Le plus symptomatique de ce déni collectif est à mettre au crédit du Juli, qui, en tchatant avec les aficionados, a assuré son ambition de vouloir laisser quelque chose de grand, sans toutefois être en mesure de dire quoi. Le G10 ? Les droits d'image ? Le record de longévité dans le peloton de tête de l'escalafon ? Le nombre de corridas combattues de Domingo Hernandez (seize sont prévues cette année) ? On ne sait, et manifestement le Juli non plus, ce qui est plus grave.

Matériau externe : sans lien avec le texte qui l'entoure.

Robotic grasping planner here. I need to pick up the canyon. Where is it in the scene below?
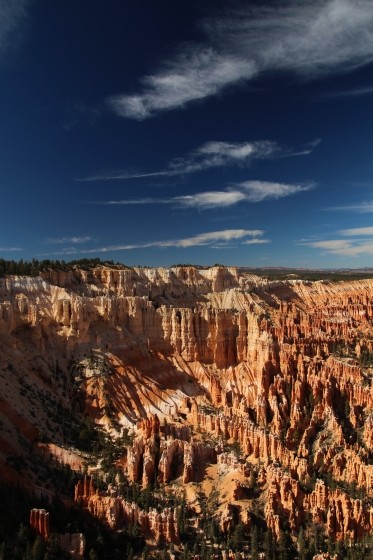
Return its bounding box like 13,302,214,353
0,265,373,558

Quel dommage qu'il ne demande pas leur avis aux aficionados, qui lui donneraient sans doute des idées : revoir totalement la programmation de sa saison par exemple, en affrontant dans chaque grande feria une corrida dure, et en défiant ses compañeros du G10 à l'accompagner. Utopique ? Seulement sur le papier, car en réalité la décision ne dépend que de lui, et pour le coup il aurait une chance d'entrer dans l'histoire de la tauromachie, autrement qu'au titre d'alinéa dans une période qui, d'ores et déjà, porte le nom de José Tomás, lequel, au passage, a déjà relègué au second plan tous ses contemporains.

Car dans les manuels d'histoire taurine, les bornes essentielles du XXème siècle seront : Belmonte-Joselito, Manolete, El Cordobes, Paco Ojeda et José Tomás, c'est à dire ceux qui en ont réellement écrit l'histoire en apparaissant au yeux du public comme des toreros d'époque, et non comme "seulement" de grands artistes, de grand stylistes, de grands lidiadors ou de grands professionnels, liste beaucoup plus fournie dans laquelle de nombreux toreros importants trouvent leur place, et le Juli bien sûr aussi.

Malheureusement pour lui, avec ses choix actuels de carrière, il semble peu probable qu'il soit un jour le prochain jalon de cette voie lactée où brillent les principales étoiles, alors que s'il se le proposait, il pourrait sans doute s'imposer comme le plus grand lidiador de tous les temps, à condition d'employer son talent à bon escient, face à des toros dignes de lui, et non en se contentant d'abuser de son influence pour se cantonner dans le créneau réducteur qui est aujourd'hui le sien, créneau dont il perçoit visiblement les limites, sans oser se les avouer. D'où l'insatisfaction manifeste qui perce dans ses propos.